La gauche se rend en procession pour faire le pèlerinage de Carmaux. La gauche crie : Jaurès est à moi ! Mais, elle a beau hurler quand je cite Jaurès, que c’est une “captation d’héritage !” […] La gauche a beau se proclamer l’héritière de tous les damnés de la terre, de tous ceux qui se sont battus pour améliorer le sort des ouvriers. Elle n’a plus rien de commun avec la gauche de Jaurès et de Léon Blum. […] À tous les responsables de la gauche, je veux leur dire : Laissez dormir Jaurès et Blum, ils sont trop grands pour vous ! […] La gauche de Jaurès et de Blum avait le culte de l’esprit critique, de la raison et de la vérité. Elle se voulait l’héritière des Lumières. Elle voulait la liberté de penser et la liberté d’expression. La gauche d’aujourd’hui c’est l’exact contraire. […] On est bien loin et si loin de Jaurès quand il proclamait : “Le courage, c’est de chercher la vérité et de la dire ; c’est de ne pas subir la loi du mensonge”. Je me sens l’héritier de Jaurès, salut Monsieur Hollande ! […] La gauche d’aujourd’hui, qui n’entend plus la grande voix de Jaurès, confond le sentiment national, qui est l’amour de son pays, avec le nationalisme, qui est la haine des autres. […] La gauche a trahi Jaurès parce qu’elle a trahi le travail et qu’elle a abandonné le travailleur. Oui, je sais, j’insiste un peu, mais ça fait tellement plaisir à Ségolène Royal et à François Hollande. Je veux absolument leur faire plaisir. Que voulez-vous, vous avez écouté ses discours ? Elle ignore Camus, alors je le reprends à mon compte. Elle a oublié Blum, alors j’en parle. Elle ne connaît pas Jaurès, alors je le cite. […] Jaurès disait enfin : « Ce sont les grandes idées et les grands rêves qui ont fait la vie quotidienne et la vie familière des hommes dans ce qu’elle est” ».

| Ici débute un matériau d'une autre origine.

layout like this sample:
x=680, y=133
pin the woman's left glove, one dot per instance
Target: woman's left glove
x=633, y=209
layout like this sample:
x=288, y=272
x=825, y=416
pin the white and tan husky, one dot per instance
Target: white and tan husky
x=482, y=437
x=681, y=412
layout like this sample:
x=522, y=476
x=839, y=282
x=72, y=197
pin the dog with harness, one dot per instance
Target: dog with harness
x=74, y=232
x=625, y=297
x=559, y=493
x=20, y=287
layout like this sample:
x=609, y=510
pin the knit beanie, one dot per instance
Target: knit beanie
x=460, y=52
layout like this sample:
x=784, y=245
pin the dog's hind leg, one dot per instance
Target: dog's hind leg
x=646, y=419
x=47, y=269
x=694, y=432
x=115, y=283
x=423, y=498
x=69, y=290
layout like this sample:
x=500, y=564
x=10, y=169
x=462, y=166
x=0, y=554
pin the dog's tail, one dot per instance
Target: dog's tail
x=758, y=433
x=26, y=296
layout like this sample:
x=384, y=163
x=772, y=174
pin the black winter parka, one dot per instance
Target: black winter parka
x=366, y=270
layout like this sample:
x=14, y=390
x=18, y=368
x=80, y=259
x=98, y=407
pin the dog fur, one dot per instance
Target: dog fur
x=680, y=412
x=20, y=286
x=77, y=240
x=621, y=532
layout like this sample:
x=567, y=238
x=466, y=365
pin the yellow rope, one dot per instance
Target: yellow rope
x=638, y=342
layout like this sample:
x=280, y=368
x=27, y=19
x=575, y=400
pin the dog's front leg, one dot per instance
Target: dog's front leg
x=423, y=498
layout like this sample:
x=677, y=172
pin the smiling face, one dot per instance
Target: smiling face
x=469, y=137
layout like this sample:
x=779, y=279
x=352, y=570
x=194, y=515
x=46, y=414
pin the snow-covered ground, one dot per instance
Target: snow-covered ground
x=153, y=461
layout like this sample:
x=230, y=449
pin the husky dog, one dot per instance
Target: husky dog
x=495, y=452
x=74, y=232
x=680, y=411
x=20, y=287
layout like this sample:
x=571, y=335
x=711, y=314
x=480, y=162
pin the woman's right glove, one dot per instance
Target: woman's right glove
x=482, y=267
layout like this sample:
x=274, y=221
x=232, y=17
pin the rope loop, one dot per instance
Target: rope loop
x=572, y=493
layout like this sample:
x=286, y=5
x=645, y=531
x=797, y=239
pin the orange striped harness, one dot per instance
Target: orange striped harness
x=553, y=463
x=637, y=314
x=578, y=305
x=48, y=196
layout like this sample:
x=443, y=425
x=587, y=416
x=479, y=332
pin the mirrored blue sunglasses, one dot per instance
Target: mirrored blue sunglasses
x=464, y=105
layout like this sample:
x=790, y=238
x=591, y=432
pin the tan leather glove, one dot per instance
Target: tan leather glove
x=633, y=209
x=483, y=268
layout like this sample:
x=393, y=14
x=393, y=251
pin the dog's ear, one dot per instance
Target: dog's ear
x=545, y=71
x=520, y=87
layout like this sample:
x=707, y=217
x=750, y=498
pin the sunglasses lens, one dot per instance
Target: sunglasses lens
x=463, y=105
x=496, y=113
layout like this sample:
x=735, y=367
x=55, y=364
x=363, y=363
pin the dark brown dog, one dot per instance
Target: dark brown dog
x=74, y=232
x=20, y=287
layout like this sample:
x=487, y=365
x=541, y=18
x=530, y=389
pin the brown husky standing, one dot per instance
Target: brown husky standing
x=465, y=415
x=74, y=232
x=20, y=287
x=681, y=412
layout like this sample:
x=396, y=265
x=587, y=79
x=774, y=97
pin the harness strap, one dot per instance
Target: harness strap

Mais, en réalité, les références de Nicolas Sarkozy à Jaurès ont été présentes dès son discours d’investiture (porte de Versailles, 14 janvier), et aussi dans ceux de Poitiers (26 janvier 2007), Toulon (7 février 2007), Caen (9 mars 2007), Nice (30 mars 2007). D’après les travaux de Jean Véronis, c’est dans dix-sept des soixante-trois discours de sa campagne présidentielle que le nom de Jaurès est revenu, et cela, au total, à quatre-vingt huit reprises (4).
Ses chevau-légers emboîtèrent le pas. Plus ou moins adroitement d’ailleurs. Si Henri Guaino, qui a été en grande partie le rédacteur de ces discours, indiqua dans un entretien au Monde qu’il a vérifié l’exactitude de ses citations sur le site informatique de l’OURS. Mais François Fillon ne fut pas très bien inspiré en reprenant sur son blog le faux d’origine patronale qui circule depuis quelques décennies à partir d’un montage assez grossier inspiré de l’article Les Misères du patronat (La Dépêche, 28 mai 1890). Gilles Heuré procéda à la mise au point qui s’imposait (« Ils ont usurpé Jaurès », Télérama, 18 avril 2007) et si François Fillon n’alla pas jusqu’à publier mon courriel, peu amène il est vrai, il rectifia le tir et donna dès lors sur son blog le fac-similé exact de l’article de Jaurès. La même opération se produisit ailleurs, à Castres, par exemple, entraînant une vigoureuse réplique d’Alain Boscus (5).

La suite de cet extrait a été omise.